Research output: Contribution to journalArticlepeer-review


Automated skin lesion classification in dermoscopic images is essential for improving diagnostic performance and reducing melanoma-related deaths. Although deep learning models for image classification have made breakthroughs in classifying skin lesions with intra-class and inter-class similarity issues, some ambiguous features of original samples in the training data still remain unresolved. The ambiguity of the samples remains a challenge for the model's performance on overlapping training data. To address these challenges, we introduce a novel framework called Pseudo Skin Image Generator network (PSIG-Net).
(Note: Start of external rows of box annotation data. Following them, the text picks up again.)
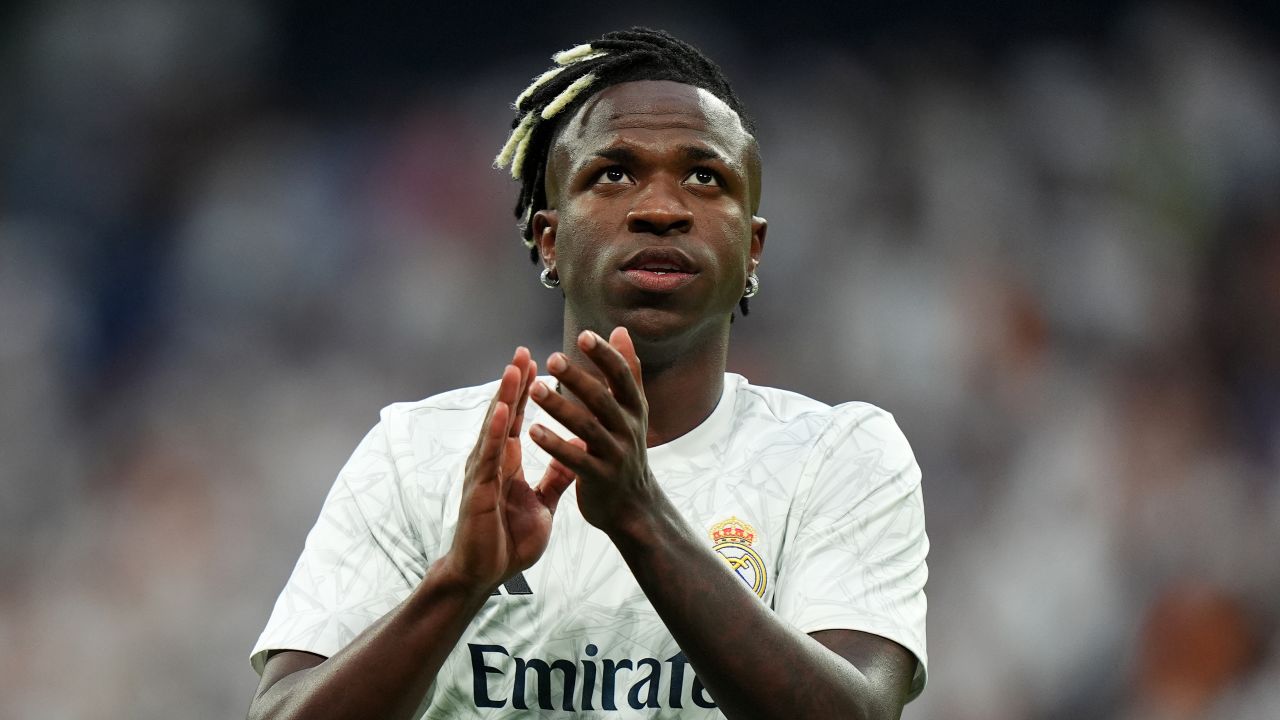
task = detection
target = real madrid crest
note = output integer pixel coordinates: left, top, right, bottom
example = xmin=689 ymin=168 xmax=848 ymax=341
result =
xmin=710 ymin=516 xmax=769 ymax=597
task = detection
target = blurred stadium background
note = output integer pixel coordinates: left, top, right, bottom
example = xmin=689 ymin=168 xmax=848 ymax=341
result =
xmin=0 ymin=0 xmax=1280 ymax=720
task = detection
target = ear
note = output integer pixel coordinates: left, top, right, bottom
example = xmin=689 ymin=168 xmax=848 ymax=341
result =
xmin=746 ymin=215 xmax=769 ymax=273
xmin=532 ymin=210 xmax=559 ymax=268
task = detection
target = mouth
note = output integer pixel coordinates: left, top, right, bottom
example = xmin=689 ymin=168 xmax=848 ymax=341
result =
xmin=620 ymin=247 xmax=699 ymax=292
xmin=622 ymin=247 xmax=698 ymax=275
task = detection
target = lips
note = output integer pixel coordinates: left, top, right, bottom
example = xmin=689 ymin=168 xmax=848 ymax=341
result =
xmin=621 ymin=246 xmax=698 ymax=292
xmin=621 ymin=246 xmax=698 ymax=275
The framework not only removes the ambiguous samples but also generates new pseudo samples to enrich the training data. Our approach targets the low-variation samples by generating new pseudo samples using a generative adversarial network (GAN) model that emulates the characteristics of the original respective classes. We regulate the pseudo samples through a series of processing stages to control their similarity and exclude outliers. We employ a Siamese-based network to control the distance between these pseudo samples and the original clusters. The assessment of density-based distance is utilized to select only the closest relationships with the original samples. Through a series of experiments, we observed the significant improvement of our proposed PSIG network, achieving competitive results when compared to similar methods on two challenging skin lesion datasets.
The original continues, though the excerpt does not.